Trump Bakal Tampar China dengan Tarif, Eropa Ikut Ketar-ketir

JAKARTA – Emmanuel Macron menyampaikan peringatan tegas keras ke Brussels bahwa Eropa perlu mempersiapkan diri dengan cepat untuk menghadapi pertempuran dagang baru yang digunakan akan segera terjadi dengan Donald Trump.
Dalam sebuah percakapan selama satu jam di area Collège de France yang mana bergengsi pada Paris, mantan kepala Bank Sentral Italia serta presiden Prancis ini mendesak Uni Eropa untuk berdiri di tempat melawan kedua kakinya sendiri untuk menghindari menjadi korban konflik dagang antara Negeri Paman Sam kemudian China yang digunakan tampaknya akan meledak di beberapa bulan mendatang.

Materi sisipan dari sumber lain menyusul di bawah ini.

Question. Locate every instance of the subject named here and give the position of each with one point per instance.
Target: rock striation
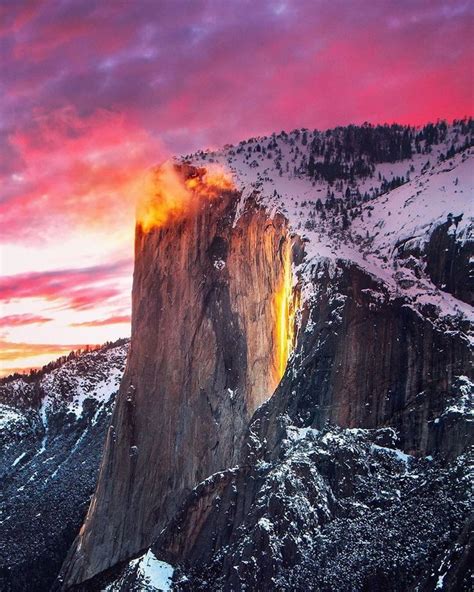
(212, 302)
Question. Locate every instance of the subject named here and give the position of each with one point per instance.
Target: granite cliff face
(210, 337)
(344, 465)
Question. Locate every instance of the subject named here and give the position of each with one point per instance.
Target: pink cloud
(80, 289)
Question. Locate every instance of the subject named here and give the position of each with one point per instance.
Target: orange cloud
(114, 320)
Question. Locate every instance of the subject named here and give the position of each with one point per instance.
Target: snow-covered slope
(363, 218)
(52, 429)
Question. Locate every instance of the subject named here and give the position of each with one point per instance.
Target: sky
(93, 93)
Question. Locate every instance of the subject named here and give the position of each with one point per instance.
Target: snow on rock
(363, 219)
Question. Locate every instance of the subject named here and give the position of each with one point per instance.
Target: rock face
(300, 487)
(210, 333)
(449, 260)
(52, 431)
(353, 474)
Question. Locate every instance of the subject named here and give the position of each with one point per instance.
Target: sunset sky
(95, 92)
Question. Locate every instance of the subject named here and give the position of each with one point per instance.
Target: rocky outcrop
(378, 505)
(212, 305)
(52, 431)
(289, 513)
(449, 260)
(367, 359)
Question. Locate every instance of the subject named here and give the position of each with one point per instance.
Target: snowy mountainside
(395, 184)
(52, 428)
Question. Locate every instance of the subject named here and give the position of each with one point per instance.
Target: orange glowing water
(285, 305)
(167, 194)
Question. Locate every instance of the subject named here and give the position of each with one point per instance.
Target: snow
(9, 417)
(18, 459)
(155, 573)
(398, 454)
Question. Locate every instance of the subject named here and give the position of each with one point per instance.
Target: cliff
(344, 463)
(211, 332)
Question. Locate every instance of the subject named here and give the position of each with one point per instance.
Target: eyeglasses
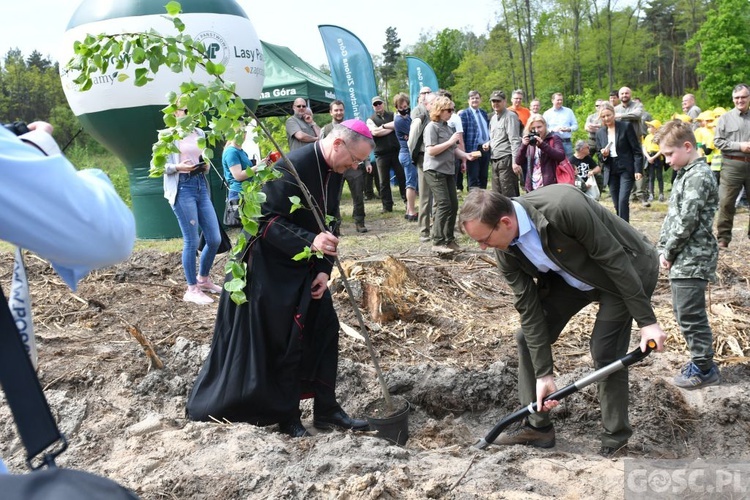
(484, 242)
(355, 161)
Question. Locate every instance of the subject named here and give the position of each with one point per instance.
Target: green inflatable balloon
(126, 118)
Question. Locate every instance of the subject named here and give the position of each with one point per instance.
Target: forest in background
(661, 49)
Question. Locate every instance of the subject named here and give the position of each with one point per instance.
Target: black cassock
(281, 346)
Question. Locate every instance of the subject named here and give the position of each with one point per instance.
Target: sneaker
(442, 249)
(692, 377)
(525, 434)
(197, 296)
(209, 286)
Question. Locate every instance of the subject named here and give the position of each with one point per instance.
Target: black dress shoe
(339, 419)
(293, 428)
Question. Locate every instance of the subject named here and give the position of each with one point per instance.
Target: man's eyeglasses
(484, 241)
(354, 160)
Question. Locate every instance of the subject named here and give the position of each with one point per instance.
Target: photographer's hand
(42, 126)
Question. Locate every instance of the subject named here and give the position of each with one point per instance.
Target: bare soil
(449, 351)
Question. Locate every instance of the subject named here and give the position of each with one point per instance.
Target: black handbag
(39, 433)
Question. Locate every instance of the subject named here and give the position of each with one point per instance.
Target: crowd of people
(558, 248)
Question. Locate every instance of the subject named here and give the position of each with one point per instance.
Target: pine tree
(390, 57)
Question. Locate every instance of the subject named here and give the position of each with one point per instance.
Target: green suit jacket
(593, 245)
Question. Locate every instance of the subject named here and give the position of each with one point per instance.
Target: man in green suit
(560, 250)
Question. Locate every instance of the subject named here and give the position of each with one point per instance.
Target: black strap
(26, 400)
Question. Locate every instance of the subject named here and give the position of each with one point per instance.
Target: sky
(39, 24)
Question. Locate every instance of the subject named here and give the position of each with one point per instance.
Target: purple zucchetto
(357, 126)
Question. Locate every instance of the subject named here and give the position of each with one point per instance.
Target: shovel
(630, 358)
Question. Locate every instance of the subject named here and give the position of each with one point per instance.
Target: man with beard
(300, 127)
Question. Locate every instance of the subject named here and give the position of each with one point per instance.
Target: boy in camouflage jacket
(689, 250)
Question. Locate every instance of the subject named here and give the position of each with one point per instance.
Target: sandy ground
(449, 352)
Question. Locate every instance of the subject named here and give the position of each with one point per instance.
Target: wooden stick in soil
(352, 300)
(148, 347)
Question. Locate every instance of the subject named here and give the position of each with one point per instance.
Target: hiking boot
(525, 434)
(614, 451)
(293, 428)
(691, 377)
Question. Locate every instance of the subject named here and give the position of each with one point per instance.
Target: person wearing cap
(654, 160)
(282, 344)
(476, 127)
(419, 109)
(505, 139)
(561, 121)
(300, 127)
(732, 138)
(516, 105)
(386, 153)
(355, 178)
(614, 98)
(535, 107)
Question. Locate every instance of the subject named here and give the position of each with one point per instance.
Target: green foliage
(214, 107)
(391, 56)
(725, 48)
(94, 156)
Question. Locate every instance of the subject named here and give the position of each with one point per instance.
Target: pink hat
(358, 126)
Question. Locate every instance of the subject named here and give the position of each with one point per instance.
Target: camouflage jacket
(687, 239)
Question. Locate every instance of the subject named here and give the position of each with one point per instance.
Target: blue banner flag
(351, 71)
(420, 75)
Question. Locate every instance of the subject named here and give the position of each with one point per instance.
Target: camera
(18, 128)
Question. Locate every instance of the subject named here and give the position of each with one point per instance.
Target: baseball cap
(497, 95)
(357, 126)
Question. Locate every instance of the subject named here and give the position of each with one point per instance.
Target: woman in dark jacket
(622, 157)
(545, 154)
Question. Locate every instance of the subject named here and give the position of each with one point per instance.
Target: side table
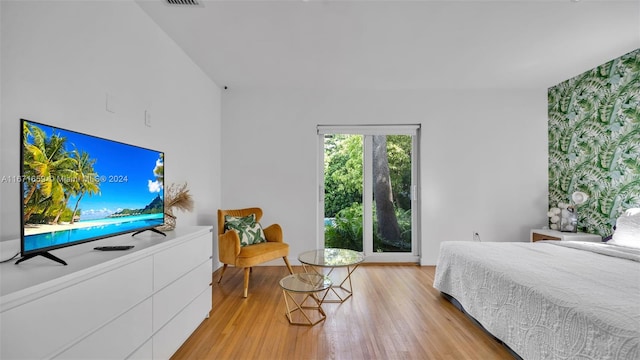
(308, 285)
(333, 258)
(546, 234)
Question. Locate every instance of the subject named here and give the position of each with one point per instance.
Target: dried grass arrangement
(176, 196)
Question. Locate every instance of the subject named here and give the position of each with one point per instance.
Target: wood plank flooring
(394, 313)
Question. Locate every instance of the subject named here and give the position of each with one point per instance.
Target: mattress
(548, 299)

Trump berjanji untuk menurunkan defisit Amerika yang menguap dengan mengerek bea masuk sebesar 10% hingga 20% untuk semua impor kemudian 60% untuk impor dari China. Ini adalah adalah kebijakan yang dimaksud berisiko memicu kekacauan perdagangan yang dimaksud lebih banyak besar dibandingkan masa kepresidenan yang dimaksud pertama.
“Dengan tembok tarif, apabila Anda adalah teman, Anda masuk. Jika Anda bukanlah teman, Anda keluar. Dan saya akan menilai apakah Anda ingin menjadi teman,” kata Macron dikutipkan dari Politico, Kamis (14/11/2024).

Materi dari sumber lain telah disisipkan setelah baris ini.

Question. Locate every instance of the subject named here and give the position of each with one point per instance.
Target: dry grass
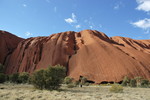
(27, 92)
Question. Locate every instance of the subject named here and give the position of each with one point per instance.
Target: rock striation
(8, 42)
(88, 53)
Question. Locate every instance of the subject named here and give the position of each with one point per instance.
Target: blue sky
(31, 18)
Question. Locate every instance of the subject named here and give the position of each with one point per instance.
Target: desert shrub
(14, 77)
(23, 77)
(54, 76)
(71, 85)
(125, 81)
(2, 78)
(83, 80)
(1, 68)
(50, 78)
(133, 83)
(76, 83)
(68, 80)
(87, 84)
(145, 83)
(116, 88)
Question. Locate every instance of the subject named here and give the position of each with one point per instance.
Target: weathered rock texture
(87, 53)
(8, 42)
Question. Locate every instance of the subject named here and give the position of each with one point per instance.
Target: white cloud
(24, 5)
(48, 1)
(28, 34)
(100, 26)
(72, 19)
(116, 7)
(143, 24)
(91, 27)
(78, 26)
(143, 5)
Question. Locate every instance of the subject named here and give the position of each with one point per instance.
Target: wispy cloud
(72, 19)
(24, 5)
(143, 5)
(118, 5)
(78, 26)
(28, 34)
(55, 9)
(143, 24)
(48, 1)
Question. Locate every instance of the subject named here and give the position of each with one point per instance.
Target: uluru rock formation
(8, 42)
(88, 53)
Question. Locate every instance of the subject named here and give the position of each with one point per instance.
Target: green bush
(116, 88)
(76, 83)
(68, 80)
(71, 85)
(125, 81)
(133, 83)
(14, 78)
(2, 78)
(145, 83)
(50, 78)
(23, 77)
(87, 84)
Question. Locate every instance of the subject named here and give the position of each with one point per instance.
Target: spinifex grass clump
(116, 88)
(125, 81)
(133, 83)
(68, 80)
(145, 83)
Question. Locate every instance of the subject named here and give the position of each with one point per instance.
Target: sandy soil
(27, 92)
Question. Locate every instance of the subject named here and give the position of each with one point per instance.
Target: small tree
(23, 77)
(2, 78)
(133, 83)
(125, 81)
(14, 77)
(116, 88)
(54, 76)
(68, 80)
(83, 80)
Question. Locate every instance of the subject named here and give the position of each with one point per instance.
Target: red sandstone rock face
(8, 42)
(87, 53)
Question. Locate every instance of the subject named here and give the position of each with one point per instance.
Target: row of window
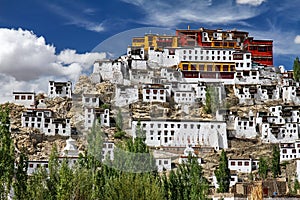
(155, 91)
(23, 97)
(87, 100)
(185, 126)
(207, 52)
(154, 98)
(239, 163)
(207, 58)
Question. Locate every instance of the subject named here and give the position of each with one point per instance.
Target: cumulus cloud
(297, 39)
(27, 62)
(250, 2)
(207, 11)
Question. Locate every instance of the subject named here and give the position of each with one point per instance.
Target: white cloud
(297, 39)
(250, 2)
(27, 63)
(69, 56)
(159, 12)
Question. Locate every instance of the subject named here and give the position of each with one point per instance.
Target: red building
(261, 50)
(211, 38)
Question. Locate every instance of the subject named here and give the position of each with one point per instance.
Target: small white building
(166, 58)
(289, 151)
(189, 151)
(91, 100)
(125, 95)
(245, 127)
(233, 180)
(69, 153)
(60, 89)
(154, 93)
(27, 99)
(184, 93)
(181, 133)
(163, 160)
(108, 70)
(291, 94)
(44, 120)
(242, 61)
(108, 151)
(136, 53)
(92, 114)
(276, 133)
(70, 150)
(243, 165)
(141, 76)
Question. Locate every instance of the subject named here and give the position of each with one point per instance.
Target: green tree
(119, 134)
(95, 144)
(187, 182)
(296, 185)
(223, 173)
(263, 168)
(296, 69)
(53, 180)
(37, 185)
(20, 181)
(6, 154)
(212, 101)
(65, 184)
(275, 167)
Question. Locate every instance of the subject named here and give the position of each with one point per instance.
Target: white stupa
(70, 149)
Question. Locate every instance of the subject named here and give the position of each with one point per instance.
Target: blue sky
(64, 32)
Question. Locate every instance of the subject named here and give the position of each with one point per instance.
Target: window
(284, 151)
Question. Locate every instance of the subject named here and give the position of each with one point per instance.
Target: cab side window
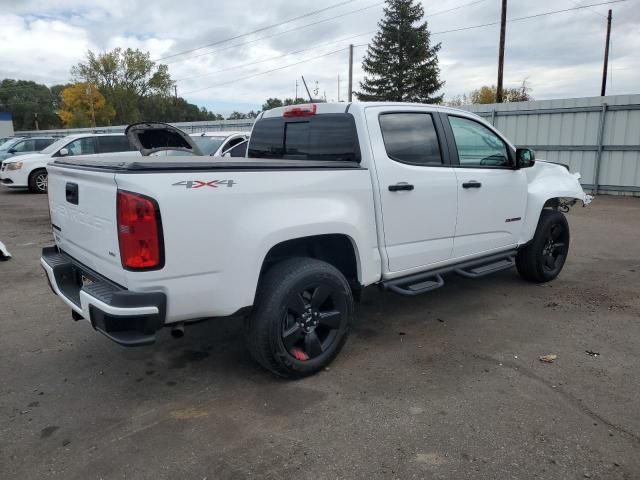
(114, 144)
(410, 137)
(25, 146)
(43, 143)
(82, 146)
(477, 145)
(240, 150)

“Trump akan menekan Eropa untuk memilih sisi antara Negeri Paman Sam lalu China serta bahwa pada hal apa pun akan ada tambahan banyak tarif.”
Para pakar perdagangan dan juga pengamat lainnya terpecah mengenai apakah Amerika Serikat berniat untuk memainkan permainan adu domba dengan menggunakan ancaman tarif atau melaksanakan kegiatan isolasi perekonomian yang digunakan jarak jauh lebih lanjut di melalui tarif universal untuk melindungi lapangan kerja Amerika.